Sunday, February 7, 2016, AM | Leave Comment
Would you go to a doctor who took their last training course in 1996? Of course not! Training is absolutely essential to stay current with the latest diagnoses, treatments, and technologies that cure sickness and disease.
Likewise, it is essential for the project management professional – whether in-person, virtual or e-classes.
It’s just as important for you to keep up on new methodologies, techniques and technologies that increase your ability to deliver a project on time and on budget.
You all know of the primary benefit of training – skill building.
Here are four more not-so-obvious benefits.
Training Keeps You Engaged
Are you feeling a little sluggish on the job? Do you dread the ride into work each morning thinking about the long and boring day ahead of you? Training dispels the monotony.
Take a course about an aspect of project management that really interests you.
It may be risk management, agile methodologies or root cause analysis.
Deepening your knowledge in areas of interest will shake up your otherwise normal routine and get you excited about your job again.
Training Helps Your Career
Most professional certifications require an ongoing commitment to training and education. While this takes time, the upside is that it comes with real financial value.

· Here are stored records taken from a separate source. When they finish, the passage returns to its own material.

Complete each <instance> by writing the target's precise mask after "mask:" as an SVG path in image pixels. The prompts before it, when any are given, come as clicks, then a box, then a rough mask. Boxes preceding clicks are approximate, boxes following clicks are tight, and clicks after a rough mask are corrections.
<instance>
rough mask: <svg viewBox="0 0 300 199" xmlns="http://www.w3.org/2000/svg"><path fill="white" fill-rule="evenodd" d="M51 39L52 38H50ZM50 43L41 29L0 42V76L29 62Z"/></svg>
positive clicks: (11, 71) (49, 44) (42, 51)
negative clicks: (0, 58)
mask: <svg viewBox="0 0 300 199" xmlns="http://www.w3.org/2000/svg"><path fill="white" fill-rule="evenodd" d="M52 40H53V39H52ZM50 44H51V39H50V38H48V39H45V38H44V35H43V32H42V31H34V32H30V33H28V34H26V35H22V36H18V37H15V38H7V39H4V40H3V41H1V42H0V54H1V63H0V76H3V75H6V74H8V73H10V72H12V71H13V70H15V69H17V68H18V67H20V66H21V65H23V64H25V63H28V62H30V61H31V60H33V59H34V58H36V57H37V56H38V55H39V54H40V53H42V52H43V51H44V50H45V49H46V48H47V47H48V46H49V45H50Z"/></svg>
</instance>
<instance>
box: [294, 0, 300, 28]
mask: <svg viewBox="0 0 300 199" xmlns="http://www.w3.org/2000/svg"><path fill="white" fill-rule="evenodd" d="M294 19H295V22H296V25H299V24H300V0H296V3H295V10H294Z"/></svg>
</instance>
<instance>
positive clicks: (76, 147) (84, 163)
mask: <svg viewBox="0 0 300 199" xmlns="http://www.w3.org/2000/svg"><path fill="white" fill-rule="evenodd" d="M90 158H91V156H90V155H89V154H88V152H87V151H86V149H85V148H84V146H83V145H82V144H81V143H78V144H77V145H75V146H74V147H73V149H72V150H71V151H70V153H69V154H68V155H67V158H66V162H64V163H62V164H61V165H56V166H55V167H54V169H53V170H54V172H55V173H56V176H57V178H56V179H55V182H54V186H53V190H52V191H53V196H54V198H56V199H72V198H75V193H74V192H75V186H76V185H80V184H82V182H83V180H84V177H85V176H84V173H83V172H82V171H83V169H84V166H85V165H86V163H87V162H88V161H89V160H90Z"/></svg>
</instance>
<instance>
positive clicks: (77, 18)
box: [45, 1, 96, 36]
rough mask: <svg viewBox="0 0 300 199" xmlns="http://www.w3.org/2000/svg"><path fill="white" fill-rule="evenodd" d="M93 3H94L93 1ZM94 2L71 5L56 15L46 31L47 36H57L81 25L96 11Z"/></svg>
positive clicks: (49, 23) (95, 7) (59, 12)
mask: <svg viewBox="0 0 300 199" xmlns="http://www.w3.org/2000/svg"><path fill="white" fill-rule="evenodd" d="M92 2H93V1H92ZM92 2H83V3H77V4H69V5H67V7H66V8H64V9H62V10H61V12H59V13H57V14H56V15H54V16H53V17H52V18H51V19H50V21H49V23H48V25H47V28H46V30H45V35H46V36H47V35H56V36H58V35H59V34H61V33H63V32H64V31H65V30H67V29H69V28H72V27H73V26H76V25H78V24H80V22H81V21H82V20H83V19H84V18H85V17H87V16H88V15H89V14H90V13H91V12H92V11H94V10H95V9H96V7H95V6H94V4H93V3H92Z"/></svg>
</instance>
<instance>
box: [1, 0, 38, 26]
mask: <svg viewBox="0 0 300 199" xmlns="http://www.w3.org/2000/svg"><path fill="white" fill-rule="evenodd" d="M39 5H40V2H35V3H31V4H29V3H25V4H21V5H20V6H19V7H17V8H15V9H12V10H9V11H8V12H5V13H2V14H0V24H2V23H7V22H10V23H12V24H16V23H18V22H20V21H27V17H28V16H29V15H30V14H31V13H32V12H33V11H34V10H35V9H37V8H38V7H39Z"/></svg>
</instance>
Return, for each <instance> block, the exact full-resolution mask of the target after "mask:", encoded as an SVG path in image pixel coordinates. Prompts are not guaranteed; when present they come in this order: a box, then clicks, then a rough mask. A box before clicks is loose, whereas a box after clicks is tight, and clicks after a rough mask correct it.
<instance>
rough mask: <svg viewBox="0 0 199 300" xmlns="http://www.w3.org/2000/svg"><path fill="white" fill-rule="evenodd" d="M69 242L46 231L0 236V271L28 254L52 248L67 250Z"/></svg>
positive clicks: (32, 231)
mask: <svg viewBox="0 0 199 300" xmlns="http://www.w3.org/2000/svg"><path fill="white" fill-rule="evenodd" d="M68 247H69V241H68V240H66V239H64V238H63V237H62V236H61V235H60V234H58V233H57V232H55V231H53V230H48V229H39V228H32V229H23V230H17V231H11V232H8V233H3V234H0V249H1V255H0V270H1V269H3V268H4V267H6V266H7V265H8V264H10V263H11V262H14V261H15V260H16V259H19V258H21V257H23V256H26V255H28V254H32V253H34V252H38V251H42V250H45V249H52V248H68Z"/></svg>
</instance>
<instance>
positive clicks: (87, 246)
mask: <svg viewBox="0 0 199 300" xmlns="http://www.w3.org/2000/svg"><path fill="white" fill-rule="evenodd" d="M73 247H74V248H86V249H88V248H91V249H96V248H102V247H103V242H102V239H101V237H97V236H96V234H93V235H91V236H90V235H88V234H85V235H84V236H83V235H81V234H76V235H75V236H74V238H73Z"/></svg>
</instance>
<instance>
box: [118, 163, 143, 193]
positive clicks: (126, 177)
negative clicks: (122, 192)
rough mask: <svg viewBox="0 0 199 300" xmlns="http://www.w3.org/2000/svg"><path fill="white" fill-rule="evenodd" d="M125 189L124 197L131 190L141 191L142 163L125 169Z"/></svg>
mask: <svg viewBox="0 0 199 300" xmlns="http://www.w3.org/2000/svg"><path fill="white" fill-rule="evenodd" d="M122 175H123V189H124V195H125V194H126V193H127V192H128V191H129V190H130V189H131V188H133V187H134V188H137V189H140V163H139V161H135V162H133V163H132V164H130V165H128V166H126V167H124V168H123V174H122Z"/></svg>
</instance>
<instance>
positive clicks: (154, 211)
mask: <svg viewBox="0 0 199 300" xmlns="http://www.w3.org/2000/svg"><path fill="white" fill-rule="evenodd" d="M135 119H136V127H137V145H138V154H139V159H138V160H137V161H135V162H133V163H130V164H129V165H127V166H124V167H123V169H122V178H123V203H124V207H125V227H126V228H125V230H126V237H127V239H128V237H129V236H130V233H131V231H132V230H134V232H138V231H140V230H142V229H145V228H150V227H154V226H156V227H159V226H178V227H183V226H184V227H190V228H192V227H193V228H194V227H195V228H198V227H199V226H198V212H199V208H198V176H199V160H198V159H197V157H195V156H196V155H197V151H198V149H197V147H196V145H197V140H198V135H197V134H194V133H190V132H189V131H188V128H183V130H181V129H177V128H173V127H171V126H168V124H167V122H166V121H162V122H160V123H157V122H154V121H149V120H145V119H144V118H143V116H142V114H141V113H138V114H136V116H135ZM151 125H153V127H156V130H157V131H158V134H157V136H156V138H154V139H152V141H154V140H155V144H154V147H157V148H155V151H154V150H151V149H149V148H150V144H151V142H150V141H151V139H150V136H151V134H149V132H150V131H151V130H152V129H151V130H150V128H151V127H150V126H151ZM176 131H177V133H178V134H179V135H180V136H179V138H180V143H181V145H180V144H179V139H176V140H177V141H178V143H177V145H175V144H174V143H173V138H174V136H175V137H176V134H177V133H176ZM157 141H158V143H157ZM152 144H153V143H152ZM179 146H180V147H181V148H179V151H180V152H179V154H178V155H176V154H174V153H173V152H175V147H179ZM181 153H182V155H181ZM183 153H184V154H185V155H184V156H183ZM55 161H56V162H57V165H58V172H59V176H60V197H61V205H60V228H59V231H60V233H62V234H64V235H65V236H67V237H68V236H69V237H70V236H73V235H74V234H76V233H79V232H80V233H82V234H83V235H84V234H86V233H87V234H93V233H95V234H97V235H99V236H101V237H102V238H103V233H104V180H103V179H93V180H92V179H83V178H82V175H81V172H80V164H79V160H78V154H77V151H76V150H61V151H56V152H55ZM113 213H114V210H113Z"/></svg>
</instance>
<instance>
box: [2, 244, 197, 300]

For example, a PMP certified project manager can make an average of $10,000 more per year than their non-certified counterpart.
Keep your training current and an eye on your employment landscape and you’ll find yourself doing very well.
Current and potential employers like to see an ongoing pursuit of education. It helps them appreciate you as a lifelong learner who has followed a particular niche or specialty in your project management career.
Training Introduces New Ideas
You will always pick up something new when you attend a project management training course, simply because the discipline of learning temporarily removes you from your situation and gives you an aerial, objective view.
For example, even experienced project managers learn new ideas and techniques attending a fundamentals class. They learn new ways of doing things they are already familiar with.
Training allows your experience and new learning to come together and provide a more holistic perspective than ever before.
These nuggets of wisdom may not always be groundbreaking or revolutionary, but they are new.
When you go to a training course with this mindset, you will come back with faster, more efficient and profitable ways to complete projects to share with your peers.
Training Exposes You to Other People
Most classes allow you to interact with new people. Maybe it even allows you to interact with current co-workers in new ways.
It’s valuable to get out of your office or cubicle every now and then and see what the rest of the world is up to, and talk to your peers.
The relationships you forge with your instructor, the person sitting next to you, or even someone you meet in an elevator can help you throughout the rest of your career in project management.
Don’t be like the doctor who hasn’t taken a training course since medical school. Find training that interests you today and you’ll benefit for years to come!